SocraticGadfly: Texas Progressives talk Runaway Scrape 2.0 and more

July 20, 2021

Texas Progressives talk Runaway Scrape 2.0 and more

Texas

Off the Kuff has plenty to say about Quorum Break 2, the sequel. (SocraticGadfly called it Runaway Scrape 2.0) .

Chris Hooks notes that the quorum break will take a toll on Strangeabbott

Hooks also looks at what Matt Rinaldi as state GOP chair will mean for the party.

The Observer checks in on recently-paroled Reality Winner. (Glenn Greenwald, for the clueless or sycophantic, blamed everyone else at The Intercept for her arrest.)

Now we know why Joe Manchin still loves the filibuster: GOP bucks, including right here in Texas.

The Observer also talks about the problem of building more roads to fight traffic, which only increases sprawl in the end, and the political-industrial complex that continues to push this. (If the US is one third of the way to being a failed nation-state, Texas is — like California for different reasons — one third of the way to being a failed state.)

Regional

The Observer has a guest editorial calling for Austin to officially ban its cops from firing bean bags.

National

With neoliberals like Dear Leader's former Energy Secretary Ernest Moniz sucking up to Big Oil and Big Coal on climate change, it's no wonder national Democrats fiddle while Rome and the world burns.

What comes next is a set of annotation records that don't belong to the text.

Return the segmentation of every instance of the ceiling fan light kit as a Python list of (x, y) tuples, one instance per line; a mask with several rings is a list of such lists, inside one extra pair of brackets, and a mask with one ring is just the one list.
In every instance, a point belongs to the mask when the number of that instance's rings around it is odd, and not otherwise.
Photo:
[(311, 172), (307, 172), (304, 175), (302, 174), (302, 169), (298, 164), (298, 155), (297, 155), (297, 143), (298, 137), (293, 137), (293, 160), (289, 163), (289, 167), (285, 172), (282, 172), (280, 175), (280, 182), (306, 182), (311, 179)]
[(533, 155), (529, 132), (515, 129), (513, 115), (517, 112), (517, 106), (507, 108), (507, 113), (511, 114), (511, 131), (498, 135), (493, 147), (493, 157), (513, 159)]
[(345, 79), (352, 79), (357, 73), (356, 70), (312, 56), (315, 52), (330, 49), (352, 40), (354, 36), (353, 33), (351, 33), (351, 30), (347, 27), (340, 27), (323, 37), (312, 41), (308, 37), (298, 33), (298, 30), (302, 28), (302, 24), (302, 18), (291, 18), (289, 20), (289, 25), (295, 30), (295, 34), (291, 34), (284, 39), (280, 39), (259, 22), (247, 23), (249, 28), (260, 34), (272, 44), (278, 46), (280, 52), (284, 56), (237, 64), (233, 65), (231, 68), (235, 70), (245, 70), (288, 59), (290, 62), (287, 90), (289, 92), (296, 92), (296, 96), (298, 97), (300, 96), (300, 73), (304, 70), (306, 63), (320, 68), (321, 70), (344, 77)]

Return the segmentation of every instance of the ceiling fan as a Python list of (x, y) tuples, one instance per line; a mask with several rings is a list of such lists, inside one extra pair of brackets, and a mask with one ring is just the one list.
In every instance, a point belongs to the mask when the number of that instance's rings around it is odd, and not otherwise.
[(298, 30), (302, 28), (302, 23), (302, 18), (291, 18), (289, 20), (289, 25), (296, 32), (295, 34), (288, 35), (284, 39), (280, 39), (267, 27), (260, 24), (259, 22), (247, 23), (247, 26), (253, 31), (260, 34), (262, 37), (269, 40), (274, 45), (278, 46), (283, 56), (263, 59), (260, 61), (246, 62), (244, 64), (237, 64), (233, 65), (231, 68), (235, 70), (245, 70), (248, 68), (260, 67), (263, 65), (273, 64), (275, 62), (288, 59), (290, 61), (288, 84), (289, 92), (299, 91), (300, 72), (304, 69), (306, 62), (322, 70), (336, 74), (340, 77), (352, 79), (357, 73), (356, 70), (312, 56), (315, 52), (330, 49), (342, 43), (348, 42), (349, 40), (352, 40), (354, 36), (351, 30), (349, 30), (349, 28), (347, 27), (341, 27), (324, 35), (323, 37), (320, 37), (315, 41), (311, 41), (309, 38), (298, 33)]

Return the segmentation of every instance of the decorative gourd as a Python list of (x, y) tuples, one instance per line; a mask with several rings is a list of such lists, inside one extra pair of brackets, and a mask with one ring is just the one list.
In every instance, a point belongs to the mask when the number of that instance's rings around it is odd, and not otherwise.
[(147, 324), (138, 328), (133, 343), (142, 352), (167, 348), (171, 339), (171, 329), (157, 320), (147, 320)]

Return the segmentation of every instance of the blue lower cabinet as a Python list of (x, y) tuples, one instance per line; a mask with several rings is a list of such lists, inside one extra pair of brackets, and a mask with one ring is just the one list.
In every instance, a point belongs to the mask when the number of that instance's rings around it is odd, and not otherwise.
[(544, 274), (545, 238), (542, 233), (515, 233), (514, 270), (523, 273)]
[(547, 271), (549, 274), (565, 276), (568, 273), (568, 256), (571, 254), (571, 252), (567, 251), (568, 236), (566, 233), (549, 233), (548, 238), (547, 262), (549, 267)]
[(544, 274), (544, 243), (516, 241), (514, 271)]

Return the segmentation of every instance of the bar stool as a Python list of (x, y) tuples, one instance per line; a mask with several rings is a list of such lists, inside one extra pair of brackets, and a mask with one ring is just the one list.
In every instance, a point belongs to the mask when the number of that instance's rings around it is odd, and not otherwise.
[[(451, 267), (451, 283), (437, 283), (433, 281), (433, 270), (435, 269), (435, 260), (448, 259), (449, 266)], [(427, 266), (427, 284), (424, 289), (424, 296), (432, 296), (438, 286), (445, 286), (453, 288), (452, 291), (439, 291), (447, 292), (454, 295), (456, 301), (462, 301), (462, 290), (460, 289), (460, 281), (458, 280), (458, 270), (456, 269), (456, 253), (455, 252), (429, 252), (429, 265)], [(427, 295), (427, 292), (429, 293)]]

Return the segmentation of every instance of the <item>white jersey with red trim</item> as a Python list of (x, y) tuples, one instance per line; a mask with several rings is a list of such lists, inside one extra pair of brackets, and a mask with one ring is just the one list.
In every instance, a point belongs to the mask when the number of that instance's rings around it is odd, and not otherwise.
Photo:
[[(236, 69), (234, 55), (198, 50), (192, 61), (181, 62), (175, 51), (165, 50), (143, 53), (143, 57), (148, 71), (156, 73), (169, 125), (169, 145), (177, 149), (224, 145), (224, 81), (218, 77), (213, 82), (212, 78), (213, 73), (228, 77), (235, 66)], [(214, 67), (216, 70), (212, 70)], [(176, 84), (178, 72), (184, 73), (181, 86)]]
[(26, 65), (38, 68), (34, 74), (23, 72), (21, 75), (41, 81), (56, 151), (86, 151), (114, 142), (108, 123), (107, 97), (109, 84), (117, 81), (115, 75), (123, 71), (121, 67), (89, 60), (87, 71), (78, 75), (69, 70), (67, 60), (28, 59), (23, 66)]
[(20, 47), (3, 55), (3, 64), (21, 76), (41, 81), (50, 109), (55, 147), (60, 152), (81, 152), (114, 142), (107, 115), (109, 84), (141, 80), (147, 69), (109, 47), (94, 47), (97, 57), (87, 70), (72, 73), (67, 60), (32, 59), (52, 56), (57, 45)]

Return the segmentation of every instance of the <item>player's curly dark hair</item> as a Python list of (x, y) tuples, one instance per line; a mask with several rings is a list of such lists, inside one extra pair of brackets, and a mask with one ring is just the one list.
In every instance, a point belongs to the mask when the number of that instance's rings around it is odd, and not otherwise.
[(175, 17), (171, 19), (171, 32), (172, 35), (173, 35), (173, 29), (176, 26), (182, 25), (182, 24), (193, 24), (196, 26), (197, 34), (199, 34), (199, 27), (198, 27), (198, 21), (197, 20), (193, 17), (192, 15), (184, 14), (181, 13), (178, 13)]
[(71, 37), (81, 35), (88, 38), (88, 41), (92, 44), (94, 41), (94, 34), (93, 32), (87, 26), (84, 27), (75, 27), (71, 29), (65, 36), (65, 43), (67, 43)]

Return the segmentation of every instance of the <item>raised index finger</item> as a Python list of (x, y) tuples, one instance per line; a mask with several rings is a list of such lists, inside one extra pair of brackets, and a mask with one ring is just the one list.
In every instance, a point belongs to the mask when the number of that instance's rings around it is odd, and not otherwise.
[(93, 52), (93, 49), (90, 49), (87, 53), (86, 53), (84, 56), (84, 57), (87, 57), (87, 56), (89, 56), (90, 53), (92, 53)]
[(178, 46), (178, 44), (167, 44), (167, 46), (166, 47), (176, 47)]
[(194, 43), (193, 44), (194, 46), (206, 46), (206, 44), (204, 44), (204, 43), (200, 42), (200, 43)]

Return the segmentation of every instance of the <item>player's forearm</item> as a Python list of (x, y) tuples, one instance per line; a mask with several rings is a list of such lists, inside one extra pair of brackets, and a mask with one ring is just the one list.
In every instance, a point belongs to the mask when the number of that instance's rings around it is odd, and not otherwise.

Or, rather than Rome burning? Lake Mead, continuing to dry up, will likely trigger a Colorado River water emergency declaration soon, far earlier than expected. (Per the story, Upper Colorado states face a likely similar declaration next year.) And, as the story shows, Aridzona is lying about how prepared it is for this. Per the story, doubling or tripling water prices would show actual preparation.

CPAC came to Texas, and Hooks notes it did cancel culture on St. Ronald of Reagan.

Global

SocraticGadfly saw the new Pentagon report and took a DEEP dive into why aliens are NOT visiting planet Earth.

The Atlantic charges that Black Lives Matter is wrongly looking at Cuba through an American-centric lens, and I at least halfway agree. (I agree with Cuba still having its own racial-discrimination problems; I disagree with Atlantic in wanting to finger state-owned economic apparatus as a major contributor.) The Independent Media Institute commits the same mistake, unwilling to finger the Cuban government for anything. The same piece co-published at Counterpunch

Yes, a Muslim-Evangelical global alliance is a real thing. And, potentially, a good thing.